Friday, 23 January 2009

Sir John Mortimer RIP

I was delighted to read the Times account of Sir John Mortimer’s funeral at Turville Church, Buckinghamshire. Among great tributes from his massed friends and admirers, the tip of a huge iceberg, I am glad to know the Vicar did a good job holding things together in Church, and capturing the spirit:
“Sir John called himself an atheist for Christ. He always came to midnight Mass on Christmas Eve. But he emphatically did not believe in life after death.
My hope,” she added, “is that he has had a wonderful surprise.”
The C of E at its best, I thought. And the Atheism? It sounds as though God views atheism as a harmless eccentricity, which probably doesn’t really exist as much as people think, infinitely better than pretending to believe, which is a ruddy menace...

8 comments:

Anonymous said...

RIP :(

Bob MacDonald said...

Undoubtedly one of the greats - forever remembered from the phrase 'she who must be obeyed'

John D Bassett said...

Of course, atheism was the charge leveled against the earliest Christians. So, being an atheist in a sense is returning to the roots of the faith.

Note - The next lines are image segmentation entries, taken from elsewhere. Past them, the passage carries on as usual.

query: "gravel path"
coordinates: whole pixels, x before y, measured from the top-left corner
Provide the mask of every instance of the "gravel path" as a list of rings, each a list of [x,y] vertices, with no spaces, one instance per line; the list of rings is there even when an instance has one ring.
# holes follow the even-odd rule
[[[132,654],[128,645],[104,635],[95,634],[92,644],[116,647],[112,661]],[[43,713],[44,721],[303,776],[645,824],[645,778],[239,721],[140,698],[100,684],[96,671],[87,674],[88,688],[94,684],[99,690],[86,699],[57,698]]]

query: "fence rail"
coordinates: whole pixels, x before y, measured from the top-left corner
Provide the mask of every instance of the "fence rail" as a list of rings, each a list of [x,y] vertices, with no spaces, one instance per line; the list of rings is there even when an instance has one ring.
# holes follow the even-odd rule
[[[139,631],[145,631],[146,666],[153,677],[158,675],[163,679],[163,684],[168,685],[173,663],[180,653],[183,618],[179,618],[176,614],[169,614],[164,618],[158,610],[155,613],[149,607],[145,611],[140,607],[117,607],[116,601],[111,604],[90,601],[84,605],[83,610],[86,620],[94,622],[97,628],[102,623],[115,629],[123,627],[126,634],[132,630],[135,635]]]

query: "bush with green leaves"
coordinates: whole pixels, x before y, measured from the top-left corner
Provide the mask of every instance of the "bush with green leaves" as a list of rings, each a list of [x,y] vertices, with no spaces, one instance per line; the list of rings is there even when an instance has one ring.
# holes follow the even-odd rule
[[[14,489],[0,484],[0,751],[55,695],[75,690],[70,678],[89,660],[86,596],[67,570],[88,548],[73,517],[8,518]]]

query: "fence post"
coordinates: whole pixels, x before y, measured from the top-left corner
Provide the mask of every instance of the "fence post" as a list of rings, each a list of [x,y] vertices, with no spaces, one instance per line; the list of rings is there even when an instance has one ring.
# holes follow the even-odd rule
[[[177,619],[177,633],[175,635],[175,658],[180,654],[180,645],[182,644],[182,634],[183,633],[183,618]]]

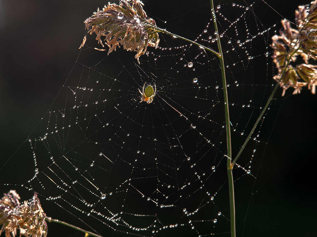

We are all atheists. That is, we all disbelieve is some other person's conception of God, and from that person's point of view, we're atheists. At the same time, we all believe is some kind of ultimate reality, and whether we call that God or not, we are all believers.

Mike Peatman said...

A great creative mind lost, and a splendid job by the vicar!

Peter Kirk said...

May God bless him. But when I read of a woman vicar at that church I can't help thinking of Dawn French, Vicar of Dibley, which was filmed in the beautiful village of Turville.

Anonymous said...

RIP :(

Peter Kirk said...

I remembered the name of another drama filmed in Turville, the film Goodnight Mister Tom. I suppose that this would have been more to John Mortimer's liking than The Vicar of Dibley, for the story prefigures his "campaign to turn the school into a centre for underprivileged children from inner cities, who began to arrive in Turville to get a taste of country life", as mentioned in The Times report of the funeral.

Bishop Alan Wilson said...

Thanks for the reminder about GMT, Peter. A rather more mellow John Thaw than Inspector Mor(o)se. Another wonderful man.